[BUG][FIX] WeakGCFix-wbk

Bryce Kampjes bryce at kampjes.demon.co.uk
Wed Mar 24 22:43:50 UTC 2004


Hi Andreas,
First I agree with you. My fix should NOT be included in the main
VM/image. 

It does however unfortunately fix my personal problems. When they
first appeared about three months ago I fixed them by compiling
the VM without optimisation. That this helped is unfortunately a
bad sign, it indicates that the difference between working and
non-working code is in the area where the compiler has a right
to choose, or a bug in the compiler which is very unlikely, but
so is a bug in the interpreter/garbage collector.

It is unfortunate that it fixes my problems but that isolates my
problems a lot which is very fortunate. Yes, I'm working with a custom
VM. But I managed to run my version of your test and produce a nil
even with a stock VM but not a stock image. Thinking about it I don't
think my version (with the message send) should be different to
yours.
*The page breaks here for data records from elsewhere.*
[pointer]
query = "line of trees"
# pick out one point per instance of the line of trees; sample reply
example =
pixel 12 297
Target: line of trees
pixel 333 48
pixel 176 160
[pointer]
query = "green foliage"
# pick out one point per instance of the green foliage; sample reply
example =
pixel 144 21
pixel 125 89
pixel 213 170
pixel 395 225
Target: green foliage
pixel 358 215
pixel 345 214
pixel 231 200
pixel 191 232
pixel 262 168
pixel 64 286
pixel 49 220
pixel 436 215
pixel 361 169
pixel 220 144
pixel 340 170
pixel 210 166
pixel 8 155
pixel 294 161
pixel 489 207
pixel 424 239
Weird.

That my fix does fix my problems however does isolate it. It's
something that can stop a root weak object from being collected.
That implies that the mark bit is set, and yes that bit should not
be set. I very much doubt that my code is setting that bit, that
would involve it producing an otherwise good header work with a 
bad mark bit which is highly unlikely. 

Only in one place do I deal with headers, and that is what that part
of the test suite that crashes. However the test that crashes does
nothing, and I've stepped through the machine code, instruction by
instruction, multiple times over a three month period to know
this. Actually that specific test verifies that Exupery is not adding
anything to the root table when both objects in an assignment are both
old. Unfortunately, this also removes the chance of unexpected GCs
because a call instruction is definitely noticeable.

So my situation is this: I have a bug that is possibly caused by the
garbage collector and I have a fix that works. Unfortunately the fix
works for the wrong reasons which is at least enlightening especially
with you help. I can continue working using my fix but that leaves the
real bug undiscovered. I can also spend more time chasing a better
fix. Given that my fix fixes my problem it really isolates the kind of
issue which is not the sort of thing that my VM modifications could
do, especially as I've single stepped through the machine code I'm
running.

Currently, I feel that I should release the next Exupery version with
a Linux VM that includes my fix. See how that VM works in real use
rather than just under explicit testing for a few weeks. Hope
inspiration strikes, or (more likely) a better time comes to chase
this bug further. Releasing a modified VM is nessisary to let people
play with it without needing to compile the VM themselves.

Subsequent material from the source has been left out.